# MCMC Sampling

The  `CmdStanModel` class method  `sample` invokes Stan's adaptive HMC-NUTS
sampler which uses the Hamiltonian Monte Carlo (HMC) algorithm
and its adaptive variant the no-U-turn sampler (NUTS) to produce a set of
draws from the posterior distribution of the model parameters conditioned on the data.
It returns a `CmdStanMCMC` object
which provides properties to retrieve information about the sample, as well as methods
to run CmdStan's summary and diagnostics tools.
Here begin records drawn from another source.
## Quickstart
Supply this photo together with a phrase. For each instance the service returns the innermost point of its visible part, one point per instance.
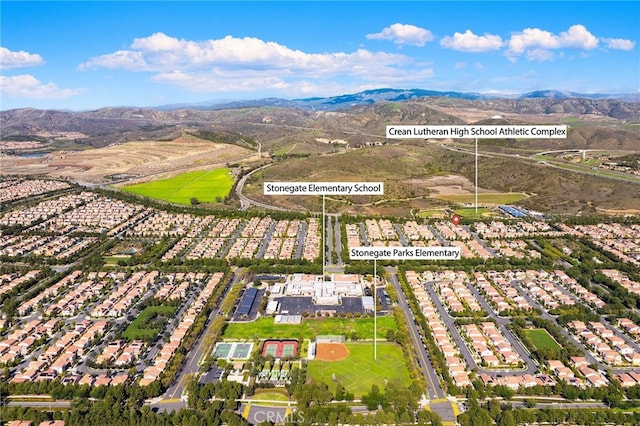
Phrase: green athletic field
(264, 328)
(541, 339)
(149, 323)
(484, 198)
(205, 185)
(359, 370)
In order to evaluate the fit of the model to the data, it is necessary to run
several Monte Carlo chains and compare the set of draws returned by each.
By default, the `sample` command runs 4 sampler chains, i.e.,
CmdStanPy invokes CmdStan 4 times.
CmdStanPy uses Python's `subprocess` and `multiprocessing` libraries
to run these chains in separate processes.
This processing can be done in parallel, up to the number of
processor cores available.

## Fitting a model to data

In this example we use the CmdStan example model
[bernoulli.stan](https://github.com/stan-dev/cmdstanpy/blob/master/test/data/bernoulli.stan)
and data file
[bernoulli.data.json](https://github.com/stan-dev/cmdstanpy/blob/master/test/data/bernoulli.data.json>).
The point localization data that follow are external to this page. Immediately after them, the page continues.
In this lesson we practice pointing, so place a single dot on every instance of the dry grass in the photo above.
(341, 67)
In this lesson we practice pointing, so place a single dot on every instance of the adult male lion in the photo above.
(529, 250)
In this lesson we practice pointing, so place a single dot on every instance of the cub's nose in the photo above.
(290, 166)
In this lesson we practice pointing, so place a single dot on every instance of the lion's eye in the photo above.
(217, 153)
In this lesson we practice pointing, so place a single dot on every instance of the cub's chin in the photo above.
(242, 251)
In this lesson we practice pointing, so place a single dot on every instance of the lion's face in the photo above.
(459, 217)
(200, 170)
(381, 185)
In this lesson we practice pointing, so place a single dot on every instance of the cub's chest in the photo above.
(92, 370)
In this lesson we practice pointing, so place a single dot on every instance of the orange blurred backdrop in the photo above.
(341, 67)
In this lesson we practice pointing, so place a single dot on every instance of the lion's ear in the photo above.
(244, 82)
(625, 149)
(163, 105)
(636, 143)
We instantiate a `CmdStanModel` from the Stan program file

In [2]:
import os
from cmdstanpy.model import CmdStanModel
from cmdstanpy.utils import cmdstan_path
    
bernoulli_dir = os.path.join(cmdstan_path(), 'examples', 'bernoulli')
stan_file = os.path.join(bernoulli_dir, 'bernoulli.stan')
data_file = os.path.join(bernoulli_dir, 'bernoulli.data.json')

# instantiate, compile bernoulli model
model = CmdStanModel(stan_file=stan_file)

INFO:cmdstanpy:found newer exe file, not recompiling
INFO:cmdstanpy:compiled model file: /Users/mitzi/.cmdstan/cmdstan-2.27.0/examples/bernoulli/bernoulli


By default, the model is compiled during instantiation.  The compiled executable is created in the same directory as the program file.  If the directory already contains an executable file with a newer timestamp, the model is not recompiled.

We run the sampler on the data using all default settings:  4 chains, each of which runs 1000 warmup and sampling iterations.

In [3]:
# run CmdStan's sample method, returns object `CmdStanMCMC`
fit = model.sample(data=data_file)

INFO:cmdstanpy:sampling: ['/Users/mitzi/.cmdstan/cmdstan-2.27.0/examples/bernoulli/bernoulli', 'id=1', 'random', 'seed=8532', 'data', 'file=/Users/mitzi/.cmdstan/cmdstan-2.27.0/examples/bernoulli/bernoulli.data.json', 'output', 'file=/var/folders/db/4jnggnf549s42z50bd61jskm0000gq/T/tmp_i0ae0g7/bernoulli-20210926162709-1-u5imbo2z.csv', 'method=sample', 'algorithm=hmc', 'adapt', 'engaged=1']
INFO:cmdstanpy:start chain 1
INFO:cmdstanpy:start chain 2
INFO:cmdstanpy:start chain 3
INFO:cmdstanpy:start chain 4
INFO:cmdstanpy:finish chain 1
INFO:cmdstanpy:finish chain 2
INFO:cmdstanpy:finish chain 3
INFO:cmdstanpy:finish chain 4
INFO:cmdstanpy:sampling completed


The `sample` method returns a `CmdStanMCMC` object, which contains:
- metadata
- draws
- HMC tuning parameters `metric`, `step_size`

In [4]:
print('sampler diagnostic variables:\n{}'.format(fit.metadata.method_vars_cols.keys()))
print('stan model variables:\n{}'.format(fit.metadata.stan_vars_cols.keys()))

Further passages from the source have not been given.